[fastfunc] Use the python2/oils string model in Utf8DecodeOne

PossiblyAShrub commented 1 month ago

Per the discussion in #1965, I've made the following updates:

Made the fastfunc.Utf8DecodeOne "safe" by exposing the python2/oils string model (over the C one)
Removed the NUL special casing in our osh/string_ops.py UTF-8 functions (fastfunc.Utf8DecodeOne now handles that)
Added some tests to validate that string APIs like Str => trim*() are resilient to zero-codepoints

andychu commented 1 month ago

Thinking about it a little more, I think the caller is responsible for not calling utf8_decode() on the trailing NUL, in the valid case

Because you don't want to get UTF8_OK in that case

But in the invalid case, the NUL that the caller supplied IS read, and that's OK, and it's necessary to return UTF8_TRUNCATED_BYTES

In other words, I think we actually don't need UTF8_END_OF_STREAM at all? I think we can just get rid of it, and make the caller is responsible

NUL terminating every string
not over-running the buffer -- i.e. don't call it when on the NUL past the end of the string, only ones before the end of the string (which it knows)

It is a bit weird and subtle, but I think it makes sense

(and this issue is why I was initially confused about the whole state machine / "inverting" the Crockford code)

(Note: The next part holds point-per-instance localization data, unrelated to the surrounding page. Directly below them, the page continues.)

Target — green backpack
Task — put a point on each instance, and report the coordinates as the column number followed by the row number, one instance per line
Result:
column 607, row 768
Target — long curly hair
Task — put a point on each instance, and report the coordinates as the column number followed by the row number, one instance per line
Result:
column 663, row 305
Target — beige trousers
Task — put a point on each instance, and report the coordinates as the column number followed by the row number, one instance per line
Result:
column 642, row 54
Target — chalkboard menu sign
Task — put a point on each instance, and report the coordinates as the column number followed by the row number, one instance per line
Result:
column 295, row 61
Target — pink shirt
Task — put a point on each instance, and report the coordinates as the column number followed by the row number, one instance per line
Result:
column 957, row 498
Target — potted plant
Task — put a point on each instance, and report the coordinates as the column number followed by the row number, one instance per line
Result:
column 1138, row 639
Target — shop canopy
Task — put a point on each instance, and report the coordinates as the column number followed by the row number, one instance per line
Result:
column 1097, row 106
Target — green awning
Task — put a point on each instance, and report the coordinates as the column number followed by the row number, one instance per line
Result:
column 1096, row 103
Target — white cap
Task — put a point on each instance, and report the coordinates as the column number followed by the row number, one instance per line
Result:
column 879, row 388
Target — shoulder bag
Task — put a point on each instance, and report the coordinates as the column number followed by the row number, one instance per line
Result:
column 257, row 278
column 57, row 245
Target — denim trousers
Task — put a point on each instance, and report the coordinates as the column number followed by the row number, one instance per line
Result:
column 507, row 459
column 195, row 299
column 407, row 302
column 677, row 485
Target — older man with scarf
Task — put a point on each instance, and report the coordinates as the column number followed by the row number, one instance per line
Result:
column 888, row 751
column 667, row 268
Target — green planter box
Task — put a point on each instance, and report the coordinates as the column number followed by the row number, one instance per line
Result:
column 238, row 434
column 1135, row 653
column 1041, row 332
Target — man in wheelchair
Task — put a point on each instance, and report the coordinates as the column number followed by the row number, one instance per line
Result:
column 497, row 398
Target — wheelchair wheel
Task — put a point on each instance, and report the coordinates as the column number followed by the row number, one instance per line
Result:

PossiblyAShrub commented 1 month ago

Yeah, you were right about removing the END_OF_STREAM error state; it simplified the code while preserving correctness. The "nul-terminator required but you must keep track of the buffer end" rule is certainly subtle, so I made sure to note it in the doc-comment.

This is ready for another review.

andychu commented 1 month ago

Looks very nice now, thanks!

andychu commented 1 month ago

(thought)

One way to think about this is that utf8_decode() does NOT take a NUL terminated string

It is more like an "unsafe transducer" that takes a pointer, sorta like J8EncodeOne() and ShellEncodeOne()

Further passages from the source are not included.